Texas-based casual dining chain TGI Friday’s Inc. has filed for Chapter 11 bankruptcy. The company operates 39 of TGI Friday’s corporate-owned restaurants in the U.S.
It has obtained commitment for debtor-in-possession financing to help keep its business running as it goes through a restructuring process.
It is important to note that the TGI Friday’s brand and related intellectual property are owned by TGI Fridays Franchisor, LLC. TGI Fridays Franchisor, LLC, will not be included in the Chapter 11 process. This means that franchised locations will not be affected by any changes happening with the company — there are 500 franchise locations worldwide, across 41 countries.
What led to this?
The pandemic and changes in how people eat out greatly affected TGI Fridays’ financial situation. There’s been a change in consumer habits. Many consumers prefer dining at home or getting food delivered instead of going out.

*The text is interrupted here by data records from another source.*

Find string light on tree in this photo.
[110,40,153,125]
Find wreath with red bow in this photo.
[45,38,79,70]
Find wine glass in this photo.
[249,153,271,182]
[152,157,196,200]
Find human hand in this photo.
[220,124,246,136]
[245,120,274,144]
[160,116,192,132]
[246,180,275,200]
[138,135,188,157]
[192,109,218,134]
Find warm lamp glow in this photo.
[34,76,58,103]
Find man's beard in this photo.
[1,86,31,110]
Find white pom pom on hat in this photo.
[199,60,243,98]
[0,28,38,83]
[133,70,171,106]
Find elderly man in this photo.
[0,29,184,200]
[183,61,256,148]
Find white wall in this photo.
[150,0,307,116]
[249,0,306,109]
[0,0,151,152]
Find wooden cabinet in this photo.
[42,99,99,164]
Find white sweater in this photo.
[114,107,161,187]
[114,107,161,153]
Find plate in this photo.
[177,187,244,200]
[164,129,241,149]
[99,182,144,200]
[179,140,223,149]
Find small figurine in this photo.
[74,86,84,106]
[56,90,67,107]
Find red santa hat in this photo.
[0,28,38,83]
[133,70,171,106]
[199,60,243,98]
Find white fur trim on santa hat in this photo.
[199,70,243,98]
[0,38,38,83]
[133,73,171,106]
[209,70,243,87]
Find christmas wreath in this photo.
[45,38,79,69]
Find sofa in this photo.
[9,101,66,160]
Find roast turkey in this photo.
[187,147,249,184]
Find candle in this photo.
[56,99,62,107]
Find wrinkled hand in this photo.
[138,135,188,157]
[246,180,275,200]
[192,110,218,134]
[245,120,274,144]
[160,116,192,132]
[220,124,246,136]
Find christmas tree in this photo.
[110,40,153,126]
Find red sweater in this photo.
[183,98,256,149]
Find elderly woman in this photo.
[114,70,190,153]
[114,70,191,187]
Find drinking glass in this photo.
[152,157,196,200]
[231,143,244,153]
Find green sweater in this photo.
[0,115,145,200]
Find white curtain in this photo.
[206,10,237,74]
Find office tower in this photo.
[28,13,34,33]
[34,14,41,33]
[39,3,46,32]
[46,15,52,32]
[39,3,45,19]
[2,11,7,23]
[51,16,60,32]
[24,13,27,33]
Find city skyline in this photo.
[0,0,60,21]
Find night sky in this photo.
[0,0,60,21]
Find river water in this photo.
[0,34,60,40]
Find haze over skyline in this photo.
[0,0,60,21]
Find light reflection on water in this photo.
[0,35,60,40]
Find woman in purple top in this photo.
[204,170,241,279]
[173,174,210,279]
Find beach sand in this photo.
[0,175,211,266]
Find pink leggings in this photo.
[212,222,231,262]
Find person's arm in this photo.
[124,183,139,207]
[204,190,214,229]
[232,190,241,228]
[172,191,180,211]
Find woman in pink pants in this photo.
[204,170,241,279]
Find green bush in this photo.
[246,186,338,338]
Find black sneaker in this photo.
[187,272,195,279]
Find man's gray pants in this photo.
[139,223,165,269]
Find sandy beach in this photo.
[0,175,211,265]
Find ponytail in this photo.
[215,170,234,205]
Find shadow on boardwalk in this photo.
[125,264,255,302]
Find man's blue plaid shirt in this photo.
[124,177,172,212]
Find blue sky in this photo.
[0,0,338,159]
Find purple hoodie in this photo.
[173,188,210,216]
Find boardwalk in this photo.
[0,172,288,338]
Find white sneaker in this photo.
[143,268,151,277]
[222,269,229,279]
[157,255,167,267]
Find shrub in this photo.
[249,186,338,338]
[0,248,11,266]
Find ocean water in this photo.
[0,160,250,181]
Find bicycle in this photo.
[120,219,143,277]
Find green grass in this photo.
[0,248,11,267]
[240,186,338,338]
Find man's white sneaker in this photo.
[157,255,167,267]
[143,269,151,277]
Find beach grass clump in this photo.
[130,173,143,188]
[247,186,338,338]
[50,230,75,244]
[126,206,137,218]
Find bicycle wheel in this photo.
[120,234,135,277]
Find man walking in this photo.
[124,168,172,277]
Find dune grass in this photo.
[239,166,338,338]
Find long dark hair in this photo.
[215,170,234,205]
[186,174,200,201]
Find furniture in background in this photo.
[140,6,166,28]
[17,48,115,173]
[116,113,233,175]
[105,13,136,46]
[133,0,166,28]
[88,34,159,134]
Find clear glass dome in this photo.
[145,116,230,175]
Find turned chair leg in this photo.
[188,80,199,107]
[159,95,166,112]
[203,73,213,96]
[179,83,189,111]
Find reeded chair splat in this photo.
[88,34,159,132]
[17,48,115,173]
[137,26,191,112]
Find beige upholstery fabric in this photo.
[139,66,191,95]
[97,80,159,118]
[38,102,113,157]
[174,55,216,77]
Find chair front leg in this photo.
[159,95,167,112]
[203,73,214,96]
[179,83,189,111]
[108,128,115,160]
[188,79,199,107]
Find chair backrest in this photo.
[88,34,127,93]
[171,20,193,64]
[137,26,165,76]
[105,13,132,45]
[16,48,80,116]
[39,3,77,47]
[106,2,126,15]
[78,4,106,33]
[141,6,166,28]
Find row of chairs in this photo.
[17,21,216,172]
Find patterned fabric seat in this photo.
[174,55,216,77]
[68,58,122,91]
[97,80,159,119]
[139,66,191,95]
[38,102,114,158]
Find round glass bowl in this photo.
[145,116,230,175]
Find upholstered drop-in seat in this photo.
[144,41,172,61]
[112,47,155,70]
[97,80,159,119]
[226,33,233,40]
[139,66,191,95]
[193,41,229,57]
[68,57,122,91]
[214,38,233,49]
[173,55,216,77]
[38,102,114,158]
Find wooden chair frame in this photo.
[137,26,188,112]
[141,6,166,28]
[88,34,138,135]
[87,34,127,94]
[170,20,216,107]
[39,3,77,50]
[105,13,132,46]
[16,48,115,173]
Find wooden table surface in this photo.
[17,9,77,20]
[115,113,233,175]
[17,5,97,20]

Rohit Manocha, the Executive Chairman of TGI Fridays, pointed out that the pandemic and the company’s financials were key reasons behind its struggles. This is a common challenge shared by many restaurants in the industry right now.
Other casual dining chains have also suffered
Other casual dining restaurants have also suffered since the pandemic. Earlier this year, Red Lobster declared bankruptcy amid high costs and changes in what customers want. Other restaurants, like Buca di Beppo and Rubio’s Coastal Grill, also filed for bankruptcy as they try to adapt.
The casual dining industry is facing challenges. Rising costs for things like rent and wages, along with customers being more careful with their spending, have made it hard for restaurants to succeed.